The Green City Council voted 4-3 against creating a fund to aid safety forces during economic downturns.
The budget stabilization fund would have allowed for 20 percent of the city's unencumbered revenue annually to be directed to a rainy day fund that could be tapped if the city experienced a 10 percent drop in revenue. If no drop occurred, the money would have been redirected to the general fund.
Council members Stephen Dyer, Matt Shaughnessy and Justin Speight voted for the bill Tuesday. Chris Humphrey, Barbara Babbitt, Council President Bob Young and Rocco Yeargin voted no.
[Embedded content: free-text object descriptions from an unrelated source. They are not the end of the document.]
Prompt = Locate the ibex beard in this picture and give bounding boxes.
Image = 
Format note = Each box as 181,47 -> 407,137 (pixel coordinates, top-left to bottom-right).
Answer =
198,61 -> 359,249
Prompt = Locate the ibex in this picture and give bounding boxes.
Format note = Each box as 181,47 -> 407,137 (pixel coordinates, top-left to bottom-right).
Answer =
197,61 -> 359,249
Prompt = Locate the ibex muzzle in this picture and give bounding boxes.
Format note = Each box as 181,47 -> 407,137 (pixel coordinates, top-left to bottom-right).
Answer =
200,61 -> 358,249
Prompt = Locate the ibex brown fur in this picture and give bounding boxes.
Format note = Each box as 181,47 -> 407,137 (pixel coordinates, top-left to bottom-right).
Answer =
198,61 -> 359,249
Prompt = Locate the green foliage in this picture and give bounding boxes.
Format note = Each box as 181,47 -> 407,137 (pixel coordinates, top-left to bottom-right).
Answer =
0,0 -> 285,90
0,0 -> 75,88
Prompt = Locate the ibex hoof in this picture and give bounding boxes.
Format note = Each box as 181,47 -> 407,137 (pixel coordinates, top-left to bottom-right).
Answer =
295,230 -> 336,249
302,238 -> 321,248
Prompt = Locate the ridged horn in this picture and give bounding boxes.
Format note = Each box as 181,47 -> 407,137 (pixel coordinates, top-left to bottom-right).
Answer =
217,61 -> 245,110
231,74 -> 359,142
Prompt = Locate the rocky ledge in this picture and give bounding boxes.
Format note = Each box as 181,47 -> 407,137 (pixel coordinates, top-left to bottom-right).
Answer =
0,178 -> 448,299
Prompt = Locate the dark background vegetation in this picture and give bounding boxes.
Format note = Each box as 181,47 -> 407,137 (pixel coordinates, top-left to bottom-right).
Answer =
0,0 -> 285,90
During a discussion before the vote, Dyer said: "The legislation restricts the use of this set-aside and ties it to loss in revenue. If our level goes down more than 10 percent, this gives us a cushion to guarantee the same level of safety services that we have.”
He also said: “If you took this legislation and gave it to another city, they would pass it unanimously. I fear that politics has [crept] into this.”
“If I thought there was a need for this legislation and I thought it was a good idea for the community, I’d vote for it," he said. "The city has a six-month reserve and we don’t need an additional piece of legislation that essentially does the same thing."
At the April 9 meeting, Shaughnessy asked Humphrey if he would recuse himself from voting on the fund because Humphrey is employed by UBS Financial Services, which handles some of the city's investments.
Humphrey sought an opinion from interim law director William Chris on whether the recusal was necessary. Chris told Humphrey on Tuesday that he could find no reason for Humphrey's recusal based on Ohio ethics laws.
Chris said Humphrey’s UBS association was through its private investment division while the funds transfer was done through UBS’s public investment division. He added that Humphrey has no financial interest in the public division.
Some council members also questioned whether Finance Director Steven Schmidt acted properly late last year when he transferred $20 million in city bond investments from Morgan Stanley Investment Banking to UBS without notifying the council.
On Tuesday, Humphrey asked Chris to prepare legislation to notify all council members before city funds are moved.